Researchers have discovered hints of life hundreds of millions of years earlier than previously known, according to a new study published in Nature. An international team of scientists led by University College London’s Matthew Dodd have found the oldest microfossils ever in what was once a hydrothermal vent system near Quebec, estimating they could be up to 4.3 billion years old.
Located on the eastern edge of Canada’s Hudson Bay, the Nuvvuagittuq Greenstone Belt is left over from Earth’s earliest oceanic crust. There, within the quartz layers of banded iron formations, the researchers found remains of tubes and filaments (seen attached to a clump of iron in the image below) formed by bacteria on that early crust, which was part of an ancient deep-sea hydrothermal vent network.
The bacterial remnants can be dated back at least 3.77 billion years, older than previously discovered evidence of the beginnings of life on Earth. The oldest confirmed evidence of bacterial life before this, discovered in western Australia, was dated at around 3.5 billion years ago.
Other research has pointed to life 3.7 billion years ago, but scientists were uncertain if the microfossils in question were really biological in origin or formed by some other process. In this study, researchers tested several ways the tubes and filaments discovered could have been created, like through temperature and pressure changes, but found that the most likely origin of the structures was biological. The tubes and filaments studied look much like those formed by bacteria in modern hydrothermal vents, according to the researchers.

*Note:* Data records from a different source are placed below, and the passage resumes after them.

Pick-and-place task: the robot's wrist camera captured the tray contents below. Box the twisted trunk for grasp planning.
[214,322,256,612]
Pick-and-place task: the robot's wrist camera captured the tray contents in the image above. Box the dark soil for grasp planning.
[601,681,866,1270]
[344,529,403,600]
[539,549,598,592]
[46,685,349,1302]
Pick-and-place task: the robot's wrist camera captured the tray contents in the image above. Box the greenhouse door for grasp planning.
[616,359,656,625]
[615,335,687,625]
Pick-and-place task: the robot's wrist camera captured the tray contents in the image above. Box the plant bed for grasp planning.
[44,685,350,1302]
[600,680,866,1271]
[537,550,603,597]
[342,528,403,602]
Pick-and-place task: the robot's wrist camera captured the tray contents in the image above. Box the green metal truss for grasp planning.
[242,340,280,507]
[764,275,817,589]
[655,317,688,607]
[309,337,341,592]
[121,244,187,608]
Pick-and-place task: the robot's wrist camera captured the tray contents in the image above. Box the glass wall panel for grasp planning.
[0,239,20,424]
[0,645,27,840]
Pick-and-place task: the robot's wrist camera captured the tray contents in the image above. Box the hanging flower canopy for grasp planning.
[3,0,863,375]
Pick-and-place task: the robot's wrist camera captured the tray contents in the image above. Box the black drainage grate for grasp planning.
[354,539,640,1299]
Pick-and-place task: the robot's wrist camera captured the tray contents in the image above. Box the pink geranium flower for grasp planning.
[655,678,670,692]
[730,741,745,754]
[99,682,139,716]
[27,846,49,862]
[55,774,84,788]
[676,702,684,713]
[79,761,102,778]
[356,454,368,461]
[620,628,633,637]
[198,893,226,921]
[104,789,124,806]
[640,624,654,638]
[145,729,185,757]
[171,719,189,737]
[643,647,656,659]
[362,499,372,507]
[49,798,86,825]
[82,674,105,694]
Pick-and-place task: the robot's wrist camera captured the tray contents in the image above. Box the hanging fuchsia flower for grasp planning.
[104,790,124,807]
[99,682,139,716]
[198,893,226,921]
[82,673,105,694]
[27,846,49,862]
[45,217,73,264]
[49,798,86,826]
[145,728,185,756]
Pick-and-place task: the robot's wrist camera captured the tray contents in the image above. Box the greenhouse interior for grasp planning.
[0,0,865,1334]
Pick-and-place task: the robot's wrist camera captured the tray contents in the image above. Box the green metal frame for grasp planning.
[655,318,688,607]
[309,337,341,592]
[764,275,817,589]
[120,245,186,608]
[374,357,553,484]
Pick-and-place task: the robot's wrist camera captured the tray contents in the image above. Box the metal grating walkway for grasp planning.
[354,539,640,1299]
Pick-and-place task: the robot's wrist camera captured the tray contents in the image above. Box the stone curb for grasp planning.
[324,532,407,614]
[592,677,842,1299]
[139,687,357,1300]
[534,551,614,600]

The newly discovered remains push the timeline of life on Earth back even further. They are probably from even earlier than 3.8 billion years ago and may date to 4.3 billion years ago, according to the study. The planet itself is thought to be around 4.5 billion years old, and multicelled organisms didn’t show up until 600 million years ago. “The findings support the theory that life emerged from hot, sea floor vents shortly after the formation of Earth,” co-author and University of Ottawa professor Jonathan O’Neil explains in a press statement.